Massages can reduce C-section scar tissue formation and can help ensure a smooth, flat, pain-free, and supple scar, says Leslie Lo, DPT, a women's health physical therapist at Northwestern Memorial Physicians Group in Chicago. Beginning four to six weeks post-surgery (get your doctor's clearance first), massage the scar, working it with a rubbing motion—first side to side, then up and down; then diagonal. "You can also lift and roll the scar between your thumb and forefinger," Lo says. Doing this two to three times a day for five to 10 minutes at a time can keep the scar pliable, soft, and cosmetically appealing.
Appearance concerns aside, Lo says a C-section scar massage can help prevent chronic pelvic pain. "If the scar is thick and deep, it can limit the mobility of muscles and connective tissue, contributing to pain and immobility," Lo says.
How can you reduce the appearance of a C-section scar?
If the appearance of your C-section scar is upsetting you, there are possible ways to change its look—and not all require surgery. A scar revision, which takes place under local anesthetic or sedation, involves opening the scar (but not the underlying muscle) and re-closing it. Recovery time is about three to four weeks, says David Cangello, M.D., who's in private practice in New York City and an attending plastic surgeon at Lenox Hill Hospital and NewYork-Presbyterian Hospital.
For a less invasive option, you can apply a silicone sheet to the scar, starting two weeks post C-section. It may prevent long term redness or bumpiness by hydrating the scar, Dr. Cangello says, "but you need to wear it 24/7."
Should I consider C-section scar removal?
While a C-section scar's appearance should act as a reminder of your female strength, some moms prefer they disappear. Maybe that's why more women are hiring plastic surgeons to join them in the surgical suite for their planned section. Dr. Cangello, for example, says he has attended hundreds of C-sections for just this purpose.
He performs the initial incision, then the OB delivers the baby and closes up the uterus and deepest layers of muscle. Dr. Cangello then returns to bring the fascia, fat, and skin back together in as picture-perfect a manner as possible.
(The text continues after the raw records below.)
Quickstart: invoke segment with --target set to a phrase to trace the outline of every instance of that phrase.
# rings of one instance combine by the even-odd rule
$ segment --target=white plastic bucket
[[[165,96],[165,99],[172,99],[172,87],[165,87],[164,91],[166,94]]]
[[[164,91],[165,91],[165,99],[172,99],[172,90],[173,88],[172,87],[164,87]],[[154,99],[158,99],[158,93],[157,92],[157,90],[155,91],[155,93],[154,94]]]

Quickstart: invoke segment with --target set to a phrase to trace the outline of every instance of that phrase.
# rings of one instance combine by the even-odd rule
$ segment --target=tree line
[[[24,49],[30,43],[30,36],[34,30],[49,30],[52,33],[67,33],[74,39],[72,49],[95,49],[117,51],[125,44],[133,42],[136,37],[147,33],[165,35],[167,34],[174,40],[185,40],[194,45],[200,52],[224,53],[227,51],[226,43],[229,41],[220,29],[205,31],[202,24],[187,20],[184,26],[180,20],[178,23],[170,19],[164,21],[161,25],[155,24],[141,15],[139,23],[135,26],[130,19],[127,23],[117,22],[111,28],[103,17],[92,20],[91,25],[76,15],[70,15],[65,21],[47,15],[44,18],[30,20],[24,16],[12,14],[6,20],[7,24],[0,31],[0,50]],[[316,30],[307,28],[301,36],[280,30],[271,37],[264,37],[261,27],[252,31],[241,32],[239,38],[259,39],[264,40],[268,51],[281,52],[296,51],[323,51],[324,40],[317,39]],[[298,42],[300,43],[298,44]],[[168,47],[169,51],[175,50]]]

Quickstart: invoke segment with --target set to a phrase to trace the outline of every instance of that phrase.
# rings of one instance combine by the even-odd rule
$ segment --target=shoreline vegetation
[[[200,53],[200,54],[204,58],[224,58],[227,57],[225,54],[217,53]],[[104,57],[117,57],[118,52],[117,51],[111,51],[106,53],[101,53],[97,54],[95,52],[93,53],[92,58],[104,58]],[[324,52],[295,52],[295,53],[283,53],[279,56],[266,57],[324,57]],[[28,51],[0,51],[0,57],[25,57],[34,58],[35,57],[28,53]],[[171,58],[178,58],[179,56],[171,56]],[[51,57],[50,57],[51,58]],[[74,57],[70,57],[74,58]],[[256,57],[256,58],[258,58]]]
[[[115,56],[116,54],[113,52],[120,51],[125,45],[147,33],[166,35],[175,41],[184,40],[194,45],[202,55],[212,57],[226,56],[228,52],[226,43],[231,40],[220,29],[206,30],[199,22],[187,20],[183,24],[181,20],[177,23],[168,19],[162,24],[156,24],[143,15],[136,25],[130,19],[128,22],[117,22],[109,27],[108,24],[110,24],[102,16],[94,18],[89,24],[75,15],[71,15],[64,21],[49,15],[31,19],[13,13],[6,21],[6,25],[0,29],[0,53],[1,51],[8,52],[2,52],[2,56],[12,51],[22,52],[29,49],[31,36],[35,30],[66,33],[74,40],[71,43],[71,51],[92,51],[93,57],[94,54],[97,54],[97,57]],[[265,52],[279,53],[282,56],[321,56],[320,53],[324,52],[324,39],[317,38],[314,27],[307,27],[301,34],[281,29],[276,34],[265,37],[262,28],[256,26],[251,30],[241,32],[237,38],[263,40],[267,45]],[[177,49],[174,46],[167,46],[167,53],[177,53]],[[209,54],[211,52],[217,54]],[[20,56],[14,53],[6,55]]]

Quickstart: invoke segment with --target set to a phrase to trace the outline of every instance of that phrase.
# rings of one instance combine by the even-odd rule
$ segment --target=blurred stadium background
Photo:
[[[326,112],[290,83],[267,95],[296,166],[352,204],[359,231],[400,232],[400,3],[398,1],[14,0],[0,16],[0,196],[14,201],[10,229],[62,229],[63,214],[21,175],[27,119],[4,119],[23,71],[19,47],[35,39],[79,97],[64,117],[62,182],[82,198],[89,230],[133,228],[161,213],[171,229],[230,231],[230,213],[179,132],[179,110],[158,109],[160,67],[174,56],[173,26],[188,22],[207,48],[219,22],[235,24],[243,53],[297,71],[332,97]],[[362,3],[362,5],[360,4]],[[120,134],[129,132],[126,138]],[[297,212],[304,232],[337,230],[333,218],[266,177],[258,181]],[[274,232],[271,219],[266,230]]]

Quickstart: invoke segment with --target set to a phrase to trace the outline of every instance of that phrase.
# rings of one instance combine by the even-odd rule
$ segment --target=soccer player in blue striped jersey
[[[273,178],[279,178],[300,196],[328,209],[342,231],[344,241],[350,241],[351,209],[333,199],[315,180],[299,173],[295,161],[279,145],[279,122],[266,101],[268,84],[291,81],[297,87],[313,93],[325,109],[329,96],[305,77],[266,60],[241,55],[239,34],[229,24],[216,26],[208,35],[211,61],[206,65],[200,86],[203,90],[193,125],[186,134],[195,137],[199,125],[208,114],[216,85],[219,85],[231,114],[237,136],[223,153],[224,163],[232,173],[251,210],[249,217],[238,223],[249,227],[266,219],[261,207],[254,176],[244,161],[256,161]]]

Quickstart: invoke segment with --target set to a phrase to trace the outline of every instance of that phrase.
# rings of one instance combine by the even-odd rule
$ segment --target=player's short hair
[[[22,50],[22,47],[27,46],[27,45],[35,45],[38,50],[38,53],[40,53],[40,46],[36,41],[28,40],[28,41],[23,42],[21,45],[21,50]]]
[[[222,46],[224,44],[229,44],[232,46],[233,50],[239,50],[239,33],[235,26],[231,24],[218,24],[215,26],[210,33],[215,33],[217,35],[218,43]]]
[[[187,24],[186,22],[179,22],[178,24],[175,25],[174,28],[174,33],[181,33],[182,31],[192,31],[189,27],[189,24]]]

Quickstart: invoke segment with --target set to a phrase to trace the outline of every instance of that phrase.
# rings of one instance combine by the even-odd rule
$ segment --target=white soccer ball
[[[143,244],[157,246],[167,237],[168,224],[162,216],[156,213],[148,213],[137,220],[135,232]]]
Subtle differences in technique, such as inserting the scalpel perpendicular to the skin and using sutures made of materials known to minimize inflammation, can make all the difference to an image-conscious mother. Plastic surgeons, he adds, may be more skillful at closing the incision in a way that minimizes the chances of invagination, medical speak for the common phenomenon of a C-section scar looking as if it's tethered to the muscle beneath it.
"I'm not at all saying that OBs don't know how to close [a wound] properly," Dr. Cangello emphasizes. "But an OB's concern is delivering a healthy baby—that's their expertise. In this case, our expertise is making things look beautiful." Insurance does not cover a plastic surgeon's involvement; Dr. Cangello charges $3,000 and says that fee is on par with other surgeons'.
Keep in mind, however, that not all moms are concerned about the look of their C-section scar—some choose to appreciate what it symbolizes, instead. A website called The Shape of a Mother is devoted to normalizing the various physical changes that can happen postpartum. On the site, you can view photos of how pregnancy impacted the bodies of real moms. It not only has C-section scar pictures, but also depictions of stretch marks, bellies of moms of multiples, and more.
Will my doctor use the same scar for my next C-section?
Yes, almost every time. If you're among the growing percentage of women who will have (or have had) a C-section, the odds are in your favor you'll be just fine. Yes, C-sections increase your risks for complications but they're still a very safe operation most of the time. They're the most frequently performed surgery in the U.S., and that means there are a whole lot of scars out there. You're in good company.